DS(13) has £20 per month allowance plus I pay £10 per month giff gaff for his phone. It's not an issue since he's not a shopper besides the odd computer game/magazine/book. He doesn't really have a social life (yet!) and definitely no time during the school week Goes to bed by 9.30 pm during the week and up at 6.30 am (out the door at 7:00 with DH who drops him off to catch the school bus at 7:15). He's happy to meet up with mates in town to go to the cinema on occasion at the weekend but I normally give him a lift at least one way. This only happens a few times a year, usually if it's someone's birthday. Honestly, I don't think 13 yr old boys cba yet - they're still doing sports on Sat/Sun mornings.
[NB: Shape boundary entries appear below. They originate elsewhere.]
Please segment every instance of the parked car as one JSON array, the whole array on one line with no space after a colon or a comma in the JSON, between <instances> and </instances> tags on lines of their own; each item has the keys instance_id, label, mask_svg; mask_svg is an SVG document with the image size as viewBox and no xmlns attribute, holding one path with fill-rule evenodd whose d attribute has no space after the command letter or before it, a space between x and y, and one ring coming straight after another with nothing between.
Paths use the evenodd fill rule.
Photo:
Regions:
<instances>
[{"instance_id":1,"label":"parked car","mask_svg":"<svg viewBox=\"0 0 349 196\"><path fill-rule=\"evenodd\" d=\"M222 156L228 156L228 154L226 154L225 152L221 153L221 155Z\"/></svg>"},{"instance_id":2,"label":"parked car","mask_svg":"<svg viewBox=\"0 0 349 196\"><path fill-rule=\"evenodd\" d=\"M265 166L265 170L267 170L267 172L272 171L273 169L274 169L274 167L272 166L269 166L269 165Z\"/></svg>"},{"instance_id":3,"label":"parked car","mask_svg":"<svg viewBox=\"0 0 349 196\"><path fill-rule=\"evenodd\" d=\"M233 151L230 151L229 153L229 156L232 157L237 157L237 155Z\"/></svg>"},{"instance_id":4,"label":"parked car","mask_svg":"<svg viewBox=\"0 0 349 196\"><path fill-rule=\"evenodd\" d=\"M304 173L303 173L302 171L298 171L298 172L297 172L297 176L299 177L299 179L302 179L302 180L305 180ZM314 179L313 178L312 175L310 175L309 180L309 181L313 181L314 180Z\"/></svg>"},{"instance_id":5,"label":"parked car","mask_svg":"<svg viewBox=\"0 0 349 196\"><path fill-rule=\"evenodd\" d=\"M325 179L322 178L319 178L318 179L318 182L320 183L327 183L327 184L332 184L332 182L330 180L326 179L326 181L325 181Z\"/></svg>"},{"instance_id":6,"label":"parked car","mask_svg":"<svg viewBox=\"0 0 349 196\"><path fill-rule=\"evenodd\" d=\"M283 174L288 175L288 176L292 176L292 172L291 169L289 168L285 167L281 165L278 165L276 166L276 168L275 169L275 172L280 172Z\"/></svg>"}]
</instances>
Ollivander84 · 07/05/2017 22:42

If it helps I was living away at 17 so in shared rooms (agricultural college)
You could go from 16, the rules were shared rooms so two to a room. No males allowed in female blocks but females allowed in male blocks. No overnight visitors
11pm curfew to be in rooms unless you had a permission slip signed from parents. Either way you had to sign in and out and a note with where you were and a tel no (so maybe sign out at 10pm, sign back at 5am with a note saying boyfriends house)

Desperateforsleepzzzz · 07/05/2017 22:56

I think loads of kids generally don't like their house rules since Dd hit puberty it's all about what "everyone else " can do. I often hear Anna's mum buys vodka, let's her boyfriend sleepover and have house parties. Then once she's over whatever unreasonable request I've refused she'll be saying "isn't Anna's mum bad letting her do all that". You can't win ! As for the money it's a shame ema was stopped.

ChampagneSocialist1 · 07/05/2017 22:57

My 15 yr old ds gets £10 a week but has to do chores for this. We pay for phone and essential clothes, toiletries. Any fancy stuff he wants he Has to fund with more chores or birthday/xmas/dgp money.

He has to be in by 8pm on school nights and 12am at weekends.